Es poco probable que la población humana hubiera podido jamás llegar a su magnitud actual si no hubiera contado con la energía que proporcionan los combustibles fósiles. A su vez, las necesidades de la población en aumento han ofrecido un mercado cada vez mayor a la exploración y la producción de dichos combustibles59.

Emisiones mundiales de CO2, 1995-1997

Emisiones mundiales de CO2 según diferentes hipótesis sobre población y tecnología, 1990-2100

El cambio climático tendrá graves efectos. El Grupo Intergubernamental de Expertos sobre Cambios Climáticos (IPCC) estima que en los próximos 100 años, la atmósfera terrestre se calentará unos 5,8 grados centígrados, a una velocidad no igualada en los últimos 10.000 años60. Según las proyecciones futuras de "la mejor estimación" del IPCC, hacia 2100 el nivel del mar aumentará aproximadamente medio metro (con un margen de variación de entre 15 centímetros y 95 centímetros), aumento sustancialmente mayor que el ocurrido en el último siglo61.
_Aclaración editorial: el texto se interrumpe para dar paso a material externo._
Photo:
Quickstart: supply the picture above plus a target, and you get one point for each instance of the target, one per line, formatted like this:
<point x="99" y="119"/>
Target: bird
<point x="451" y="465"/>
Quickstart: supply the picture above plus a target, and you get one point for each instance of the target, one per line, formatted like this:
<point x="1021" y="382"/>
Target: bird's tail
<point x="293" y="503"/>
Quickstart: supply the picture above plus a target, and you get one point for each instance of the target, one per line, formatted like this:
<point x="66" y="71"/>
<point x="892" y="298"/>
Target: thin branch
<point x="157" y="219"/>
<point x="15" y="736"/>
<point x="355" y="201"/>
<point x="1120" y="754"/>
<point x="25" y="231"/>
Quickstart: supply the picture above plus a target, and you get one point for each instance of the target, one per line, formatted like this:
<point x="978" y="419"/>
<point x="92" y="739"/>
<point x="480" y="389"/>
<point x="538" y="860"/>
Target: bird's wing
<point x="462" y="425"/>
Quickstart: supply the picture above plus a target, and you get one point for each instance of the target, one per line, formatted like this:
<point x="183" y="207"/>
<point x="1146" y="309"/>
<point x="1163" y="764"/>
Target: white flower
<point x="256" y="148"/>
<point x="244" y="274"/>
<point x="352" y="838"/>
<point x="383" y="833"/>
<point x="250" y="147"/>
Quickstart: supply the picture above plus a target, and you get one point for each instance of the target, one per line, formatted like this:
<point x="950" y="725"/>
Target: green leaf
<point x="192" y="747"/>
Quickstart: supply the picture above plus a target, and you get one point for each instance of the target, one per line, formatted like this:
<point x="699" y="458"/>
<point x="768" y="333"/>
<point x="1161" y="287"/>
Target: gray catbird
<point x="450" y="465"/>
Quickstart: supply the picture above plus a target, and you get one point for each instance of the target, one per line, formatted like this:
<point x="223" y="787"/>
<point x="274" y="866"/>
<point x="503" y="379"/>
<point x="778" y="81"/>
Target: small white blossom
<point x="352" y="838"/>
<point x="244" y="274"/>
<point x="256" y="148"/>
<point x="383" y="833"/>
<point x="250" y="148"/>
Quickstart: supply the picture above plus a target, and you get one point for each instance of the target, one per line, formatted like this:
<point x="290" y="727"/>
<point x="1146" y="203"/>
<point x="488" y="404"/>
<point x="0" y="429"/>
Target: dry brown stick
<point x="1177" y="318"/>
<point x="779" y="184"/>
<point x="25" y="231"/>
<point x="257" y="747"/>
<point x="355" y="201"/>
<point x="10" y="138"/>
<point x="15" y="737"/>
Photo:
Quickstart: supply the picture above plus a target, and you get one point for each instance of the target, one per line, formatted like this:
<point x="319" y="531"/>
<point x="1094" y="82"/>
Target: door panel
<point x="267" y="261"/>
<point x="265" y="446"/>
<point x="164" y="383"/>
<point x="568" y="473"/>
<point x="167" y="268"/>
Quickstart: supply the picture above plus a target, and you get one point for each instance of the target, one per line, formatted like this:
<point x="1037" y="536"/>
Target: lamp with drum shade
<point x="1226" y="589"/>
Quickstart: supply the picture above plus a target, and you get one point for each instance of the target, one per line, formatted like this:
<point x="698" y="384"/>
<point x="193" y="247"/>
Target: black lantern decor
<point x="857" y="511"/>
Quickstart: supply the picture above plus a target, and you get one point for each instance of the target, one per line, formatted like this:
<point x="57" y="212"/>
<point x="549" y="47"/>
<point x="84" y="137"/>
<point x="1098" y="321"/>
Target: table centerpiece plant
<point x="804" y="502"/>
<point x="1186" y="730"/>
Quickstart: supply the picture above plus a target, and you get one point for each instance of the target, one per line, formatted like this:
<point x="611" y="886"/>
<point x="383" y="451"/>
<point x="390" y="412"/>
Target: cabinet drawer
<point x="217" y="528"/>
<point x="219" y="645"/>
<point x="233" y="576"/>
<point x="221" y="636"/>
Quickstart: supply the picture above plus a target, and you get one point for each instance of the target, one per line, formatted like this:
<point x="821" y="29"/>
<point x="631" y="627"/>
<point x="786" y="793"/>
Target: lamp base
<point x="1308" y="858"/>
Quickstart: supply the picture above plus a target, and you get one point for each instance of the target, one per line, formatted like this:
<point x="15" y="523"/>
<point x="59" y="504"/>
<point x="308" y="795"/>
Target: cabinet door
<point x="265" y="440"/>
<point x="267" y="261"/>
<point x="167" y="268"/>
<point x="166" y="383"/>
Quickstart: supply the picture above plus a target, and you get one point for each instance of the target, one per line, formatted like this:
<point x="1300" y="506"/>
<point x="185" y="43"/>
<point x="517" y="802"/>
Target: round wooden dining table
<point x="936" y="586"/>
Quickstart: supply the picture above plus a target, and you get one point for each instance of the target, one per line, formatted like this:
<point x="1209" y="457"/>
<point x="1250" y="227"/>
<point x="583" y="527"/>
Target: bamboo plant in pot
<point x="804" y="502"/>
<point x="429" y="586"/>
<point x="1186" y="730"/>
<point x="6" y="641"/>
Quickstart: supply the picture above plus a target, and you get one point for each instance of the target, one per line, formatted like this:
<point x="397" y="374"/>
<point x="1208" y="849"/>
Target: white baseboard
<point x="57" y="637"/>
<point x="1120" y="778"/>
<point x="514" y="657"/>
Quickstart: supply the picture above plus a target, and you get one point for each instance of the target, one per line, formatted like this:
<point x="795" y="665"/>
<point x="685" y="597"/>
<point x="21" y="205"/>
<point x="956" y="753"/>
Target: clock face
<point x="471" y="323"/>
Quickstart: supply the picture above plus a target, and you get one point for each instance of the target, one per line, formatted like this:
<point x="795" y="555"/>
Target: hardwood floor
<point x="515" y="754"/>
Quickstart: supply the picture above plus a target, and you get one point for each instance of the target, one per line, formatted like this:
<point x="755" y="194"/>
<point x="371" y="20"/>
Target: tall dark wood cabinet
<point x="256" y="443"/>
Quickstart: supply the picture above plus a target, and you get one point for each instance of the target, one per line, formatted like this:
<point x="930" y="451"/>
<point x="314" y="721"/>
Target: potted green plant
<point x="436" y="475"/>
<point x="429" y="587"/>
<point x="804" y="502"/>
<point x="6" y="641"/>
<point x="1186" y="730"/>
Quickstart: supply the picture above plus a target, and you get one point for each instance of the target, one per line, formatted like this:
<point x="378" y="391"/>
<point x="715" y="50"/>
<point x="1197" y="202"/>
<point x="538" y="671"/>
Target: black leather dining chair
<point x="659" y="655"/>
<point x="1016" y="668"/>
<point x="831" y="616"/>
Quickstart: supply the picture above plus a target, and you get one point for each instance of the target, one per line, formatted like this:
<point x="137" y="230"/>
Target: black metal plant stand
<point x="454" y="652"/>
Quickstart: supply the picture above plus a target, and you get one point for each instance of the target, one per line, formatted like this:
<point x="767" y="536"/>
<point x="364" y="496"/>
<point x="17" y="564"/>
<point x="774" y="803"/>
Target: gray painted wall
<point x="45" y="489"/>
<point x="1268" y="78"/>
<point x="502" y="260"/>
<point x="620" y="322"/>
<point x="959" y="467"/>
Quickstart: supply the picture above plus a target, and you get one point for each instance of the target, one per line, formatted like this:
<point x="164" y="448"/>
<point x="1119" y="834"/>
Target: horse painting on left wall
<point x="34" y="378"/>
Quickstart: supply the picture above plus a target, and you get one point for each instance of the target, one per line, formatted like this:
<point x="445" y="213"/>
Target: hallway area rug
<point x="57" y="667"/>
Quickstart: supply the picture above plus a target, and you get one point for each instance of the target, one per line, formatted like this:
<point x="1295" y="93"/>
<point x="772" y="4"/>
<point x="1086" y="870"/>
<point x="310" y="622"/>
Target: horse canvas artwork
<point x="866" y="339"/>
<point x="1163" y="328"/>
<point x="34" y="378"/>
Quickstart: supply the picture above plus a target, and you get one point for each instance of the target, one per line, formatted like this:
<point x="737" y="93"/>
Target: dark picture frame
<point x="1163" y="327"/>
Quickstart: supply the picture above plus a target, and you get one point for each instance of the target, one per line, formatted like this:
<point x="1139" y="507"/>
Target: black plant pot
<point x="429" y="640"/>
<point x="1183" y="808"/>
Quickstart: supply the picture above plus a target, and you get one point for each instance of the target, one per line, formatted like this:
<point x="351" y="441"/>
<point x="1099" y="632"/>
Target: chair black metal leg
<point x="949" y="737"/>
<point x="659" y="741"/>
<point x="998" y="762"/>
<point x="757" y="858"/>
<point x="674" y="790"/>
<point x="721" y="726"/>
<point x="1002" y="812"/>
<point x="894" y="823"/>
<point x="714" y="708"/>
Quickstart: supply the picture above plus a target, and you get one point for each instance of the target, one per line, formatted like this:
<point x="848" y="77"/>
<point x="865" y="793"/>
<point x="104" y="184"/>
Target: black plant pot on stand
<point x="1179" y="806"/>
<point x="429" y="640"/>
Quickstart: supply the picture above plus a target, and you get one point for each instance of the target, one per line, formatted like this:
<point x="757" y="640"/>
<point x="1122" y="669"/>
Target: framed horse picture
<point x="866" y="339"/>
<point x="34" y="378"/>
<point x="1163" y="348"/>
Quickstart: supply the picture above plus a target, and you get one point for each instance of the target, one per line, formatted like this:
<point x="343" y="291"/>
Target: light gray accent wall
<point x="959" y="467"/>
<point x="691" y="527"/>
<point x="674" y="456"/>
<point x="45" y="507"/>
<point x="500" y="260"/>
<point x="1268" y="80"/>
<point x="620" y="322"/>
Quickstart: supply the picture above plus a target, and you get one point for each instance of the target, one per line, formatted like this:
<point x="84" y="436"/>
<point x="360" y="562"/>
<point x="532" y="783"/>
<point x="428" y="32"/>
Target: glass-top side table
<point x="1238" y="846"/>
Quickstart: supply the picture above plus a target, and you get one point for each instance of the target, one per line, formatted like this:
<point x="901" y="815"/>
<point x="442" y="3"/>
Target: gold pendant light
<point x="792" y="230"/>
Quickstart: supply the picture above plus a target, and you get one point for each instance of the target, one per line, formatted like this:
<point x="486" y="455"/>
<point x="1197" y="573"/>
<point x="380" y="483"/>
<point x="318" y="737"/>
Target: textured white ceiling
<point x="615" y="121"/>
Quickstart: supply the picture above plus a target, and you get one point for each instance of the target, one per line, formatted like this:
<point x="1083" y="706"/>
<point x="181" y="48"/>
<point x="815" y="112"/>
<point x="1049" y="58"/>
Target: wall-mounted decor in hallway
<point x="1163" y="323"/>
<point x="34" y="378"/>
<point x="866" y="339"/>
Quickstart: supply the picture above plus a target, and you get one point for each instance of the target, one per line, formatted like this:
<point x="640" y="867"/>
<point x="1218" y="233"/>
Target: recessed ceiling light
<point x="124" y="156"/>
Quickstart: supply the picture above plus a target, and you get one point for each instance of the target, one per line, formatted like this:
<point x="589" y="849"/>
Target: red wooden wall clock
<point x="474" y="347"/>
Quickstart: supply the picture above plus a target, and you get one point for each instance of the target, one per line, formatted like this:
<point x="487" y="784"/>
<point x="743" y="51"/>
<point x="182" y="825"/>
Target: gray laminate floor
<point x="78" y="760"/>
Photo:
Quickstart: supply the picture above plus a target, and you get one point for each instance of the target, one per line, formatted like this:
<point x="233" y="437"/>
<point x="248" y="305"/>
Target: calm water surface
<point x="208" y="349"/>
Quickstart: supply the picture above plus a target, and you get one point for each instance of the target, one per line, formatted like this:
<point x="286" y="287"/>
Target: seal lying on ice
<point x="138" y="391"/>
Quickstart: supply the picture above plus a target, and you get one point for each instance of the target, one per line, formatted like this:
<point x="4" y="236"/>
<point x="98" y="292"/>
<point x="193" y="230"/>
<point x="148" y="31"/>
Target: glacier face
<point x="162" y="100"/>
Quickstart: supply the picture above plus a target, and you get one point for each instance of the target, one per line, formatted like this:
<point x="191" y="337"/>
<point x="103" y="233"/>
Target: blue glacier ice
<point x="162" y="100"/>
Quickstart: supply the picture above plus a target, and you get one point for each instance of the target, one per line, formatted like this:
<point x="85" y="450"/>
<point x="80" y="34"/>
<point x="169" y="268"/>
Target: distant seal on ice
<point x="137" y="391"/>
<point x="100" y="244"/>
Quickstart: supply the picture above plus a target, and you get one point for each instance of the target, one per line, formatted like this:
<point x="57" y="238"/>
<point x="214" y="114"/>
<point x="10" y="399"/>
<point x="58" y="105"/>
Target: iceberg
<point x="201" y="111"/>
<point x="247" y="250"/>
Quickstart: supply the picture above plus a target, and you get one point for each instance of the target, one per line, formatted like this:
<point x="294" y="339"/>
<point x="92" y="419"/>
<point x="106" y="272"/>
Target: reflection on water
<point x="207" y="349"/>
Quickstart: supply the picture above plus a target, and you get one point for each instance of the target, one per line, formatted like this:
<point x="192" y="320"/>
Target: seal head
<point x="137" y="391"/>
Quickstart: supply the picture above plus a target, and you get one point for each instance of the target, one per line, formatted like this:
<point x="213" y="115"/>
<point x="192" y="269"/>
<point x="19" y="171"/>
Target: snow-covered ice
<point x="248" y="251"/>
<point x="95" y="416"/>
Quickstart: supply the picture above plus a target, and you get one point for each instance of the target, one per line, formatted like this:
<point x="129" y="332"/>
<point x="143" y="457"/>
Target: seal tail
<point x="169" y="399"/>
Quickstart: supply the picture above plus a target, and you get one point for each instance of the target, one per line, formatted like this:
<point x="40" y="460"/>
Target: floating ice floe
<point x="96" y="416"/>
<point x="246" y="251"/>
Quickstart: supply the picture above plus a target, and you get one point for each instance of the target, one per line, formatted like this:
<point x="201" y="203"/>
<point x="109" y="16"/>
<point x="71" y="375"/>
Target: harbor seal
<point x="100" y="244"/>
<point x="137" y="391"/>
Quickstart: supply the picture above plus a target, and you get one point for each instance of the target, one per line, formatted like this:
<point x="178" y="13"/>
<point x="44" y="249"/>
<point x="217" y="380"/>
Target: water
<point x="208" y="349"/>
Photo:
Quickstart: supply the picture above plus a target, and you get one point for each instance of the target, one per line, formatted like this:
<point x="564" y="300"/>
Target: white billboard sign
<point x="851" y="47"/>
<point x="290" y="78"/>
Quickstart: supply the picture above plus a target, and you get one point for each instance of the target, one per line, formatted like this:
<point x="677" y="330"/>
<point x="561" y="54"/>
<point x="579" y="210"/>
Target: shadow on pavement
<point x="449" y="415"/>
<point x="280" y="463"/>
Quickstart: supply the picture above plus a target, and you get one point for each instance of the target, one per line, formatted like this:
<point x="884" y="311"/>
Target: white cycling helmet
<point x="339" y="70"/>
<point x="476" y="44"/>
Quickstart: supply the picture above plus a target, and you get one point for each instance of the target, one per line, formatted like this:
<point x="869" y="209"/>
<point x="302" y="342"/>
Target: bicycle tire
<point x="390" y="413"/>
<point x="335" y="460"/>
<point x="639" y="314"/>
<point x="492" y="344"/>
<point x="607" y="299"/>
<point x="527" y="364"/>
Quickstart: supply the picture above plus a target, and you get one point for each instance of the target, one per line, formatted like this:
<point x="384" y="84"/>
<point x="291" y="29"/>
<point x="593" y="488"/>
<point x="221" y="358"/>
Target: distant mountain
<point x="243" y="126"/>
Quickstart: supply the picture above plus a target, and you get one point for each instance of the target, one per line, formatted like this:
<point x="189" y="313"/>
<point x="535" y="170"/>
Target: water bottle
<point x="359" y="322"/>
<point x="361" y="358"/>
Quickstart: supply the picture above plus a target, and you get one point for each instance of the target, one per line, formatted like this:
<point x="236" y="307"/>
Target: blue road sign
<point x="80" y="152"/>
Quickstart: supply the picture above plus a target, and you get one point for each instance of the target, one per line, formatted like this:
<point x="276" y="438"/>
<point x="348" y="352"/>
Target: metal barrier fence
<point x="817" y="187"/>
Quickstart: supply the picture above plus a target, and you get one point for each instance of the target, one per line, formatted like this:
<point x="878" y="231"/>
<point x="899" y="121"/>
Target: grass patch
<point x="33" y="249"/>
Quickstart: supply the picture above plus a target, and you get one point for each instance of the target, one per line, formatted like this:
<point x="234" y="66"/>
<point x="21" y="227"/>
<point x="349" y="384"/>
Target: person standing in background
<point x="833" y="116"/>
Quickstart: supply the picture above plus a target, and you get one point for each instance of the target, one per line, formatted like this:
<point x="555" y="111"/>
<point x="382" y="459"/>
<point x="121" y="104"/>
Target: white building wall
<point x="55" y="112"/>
Entre los efectos humanos y ecológicos del aumento del nivel de los océanos figuran el aumento de las inundaciones, la erosión de zonas costeras, la salinación de acuíferos y la pérdida de tierras de cultivo costeras, marismas y espacio vital. También es posible que aumenten la intensidad y la frecuencia de los huracanes y otros peligros climáticos, incrementando los riesgos que corren las crecientes poblaciones radicadas en las zonas costeras62.

El aumento de las temperaturas de la superficie terrestre y los cambios en la magnitud, la intensidad y la distribución geográfica de las precipitaciones pluviales podrían muy bien reconformar el mapa de los recursos renovables del mundo. Afecten o no esos cambios climáticos la cuantía neta de la producción agrícola del mundo, hay una certeza casi completa de que desplazarán la productividad entre distintas regiones y distintos países, así como dentro de un mismo país63.

Por ejemplo, según recientes proyecciones, aun cuando tal vez no disminuya el total de la producción agrícola en los Estados Unidos, algunas regiones del país probablemente sufrirán mucho en comparación con otras, como resultado de los cambios en los regímenes de precipitaciones y temperaturas64. Las políticas relativas al cambio climático deben abordar el cambiante destino regional y nacional, así como los efectos económicos y biológicos en todo el mundo65.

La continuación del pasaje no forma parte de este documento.